Before the ACA, young adults were the age group least likely to have health insurance, according to the US Department of Health and Human Services (HHS). Further,  they were more than twice as likely as older adults to lose private insurance coverage once they had it. And while a year or two without insurance may not be the end of the world for a child without a medical condition, a lack of insurance for a young adult with a bleeding disorder can be catastrophic, says Wendy Chou, vice president of the New York City Hemophilia Chapter. Noel has heard countless stories of young adults with hemophilia and von Willebrand disease without insurance ending up in emergency rooms for routine medical care that could have been managed at home.
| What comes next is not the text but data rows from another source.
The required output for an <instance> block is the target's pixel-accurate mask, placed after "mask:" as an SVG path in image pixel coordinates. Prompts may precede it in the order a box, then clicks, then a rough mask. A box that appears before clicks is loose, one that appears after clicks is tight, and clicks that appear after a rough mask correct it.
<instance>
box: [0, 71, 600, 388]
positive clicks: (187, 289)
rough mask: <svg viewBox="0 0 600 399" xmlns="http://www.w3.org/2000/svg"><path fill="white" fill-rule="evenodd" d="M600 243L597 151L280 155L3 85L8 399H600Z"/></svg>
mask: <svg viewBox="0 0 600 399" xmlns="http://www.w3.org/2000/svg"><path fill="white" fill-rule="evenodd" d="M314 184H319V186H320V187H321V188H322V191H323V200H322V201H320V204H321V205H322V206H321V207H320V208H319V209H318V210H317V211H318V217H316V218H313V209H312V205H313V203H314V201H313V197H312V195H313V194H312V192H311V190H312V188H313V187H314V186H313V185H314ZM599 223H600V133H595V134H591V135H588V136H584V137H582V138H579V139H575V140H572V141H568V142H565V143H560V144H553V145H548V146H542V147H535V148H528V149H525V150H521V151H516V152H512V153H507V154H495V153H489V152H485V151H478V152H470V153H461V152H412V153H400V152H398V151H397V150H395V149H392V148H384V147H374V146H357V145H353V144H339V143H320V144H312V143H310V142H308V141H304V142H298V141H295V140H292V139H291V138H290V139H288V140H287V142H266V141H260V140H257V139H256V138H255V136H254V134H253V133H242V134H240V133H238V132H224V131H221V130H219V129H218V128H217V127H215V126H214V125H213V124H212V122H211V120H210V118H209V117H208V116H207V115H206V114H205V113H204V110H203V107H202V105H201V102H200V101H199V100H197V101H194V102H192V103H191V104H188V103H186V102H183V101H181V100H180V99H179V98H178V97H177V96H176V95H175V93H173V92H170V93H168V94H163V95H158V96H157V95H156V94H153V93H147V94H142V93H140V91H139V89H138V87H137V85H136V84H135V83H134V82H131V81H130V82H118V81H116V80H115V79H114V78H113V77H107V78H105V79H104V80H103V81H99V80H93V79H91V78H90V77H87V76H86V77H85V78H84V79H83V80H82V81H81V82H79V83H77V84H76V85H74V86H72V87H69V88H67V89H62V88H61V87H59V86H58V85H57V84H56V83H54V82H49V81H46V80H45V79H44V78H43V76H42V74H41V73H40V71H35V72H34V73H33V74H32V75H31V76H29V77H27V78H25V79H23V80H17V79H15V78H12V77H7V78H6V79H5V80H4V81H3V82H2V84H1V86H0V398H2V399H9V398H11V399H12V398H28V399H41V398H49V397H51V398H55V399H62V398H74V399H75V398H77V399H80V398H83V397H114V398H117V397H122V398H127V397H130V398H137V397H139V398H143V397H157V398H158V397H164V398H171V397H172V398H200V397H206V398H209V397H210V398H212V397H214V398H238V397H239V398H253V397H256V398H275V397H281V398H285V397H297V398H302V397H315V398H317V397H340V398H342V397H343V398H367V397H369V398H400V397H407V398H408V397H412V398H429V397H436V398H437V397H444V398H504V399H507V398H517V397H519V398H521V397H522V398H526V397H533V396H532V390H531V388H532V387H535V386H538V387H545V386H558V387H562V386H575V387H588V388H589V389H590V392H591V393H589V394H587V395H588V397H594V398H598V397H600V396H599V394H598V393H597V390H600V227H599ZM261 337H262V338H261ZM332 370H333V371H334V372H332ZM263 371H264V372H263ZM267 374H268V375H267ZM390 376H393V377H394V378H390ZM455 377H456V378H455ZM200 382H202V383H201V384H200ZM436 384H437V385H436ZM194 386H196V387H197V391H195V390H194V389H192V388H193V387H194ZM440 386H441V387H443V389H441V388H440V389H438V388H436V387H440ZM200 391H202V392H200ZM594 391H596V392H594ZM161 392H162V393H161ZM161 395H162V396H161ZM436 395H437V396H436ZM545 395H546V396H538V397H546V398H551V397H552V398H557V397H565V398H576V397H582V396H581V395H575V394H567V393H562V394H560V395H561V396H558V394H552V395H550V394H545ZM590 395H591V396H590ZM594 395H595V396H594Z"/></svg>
But those scenarios are changing. According to a June report from HHS, about three million young adults, including many with bleeding disorders, now have insurance because of the healthcare law. Starting in 2014, even more will gain coverage when affordable insurance exchanges, tax credits and the Medicaid expansion go into effect.

No more lifetime limits

Medications and visits to specialists can be expensive. But two safeguards of the act will directly benefit families with bleeding disorders: Health plans are prohibited from putting lifetime dollar limits on essential health benefits, and most annual limits will be outlawed in 2014, according to HHS. (Benefits categorized as “essential” include preventive care, emergency services, maternity care, hospitalization and prescription drugs.)

“Many of our families have struggled over the years to maintain insurance after a child has hit the lifetime cap, and the plan has stopped paying,” says Noel. “The elimination of lifetime caps is one less burden on these families who are already dealing with so much.”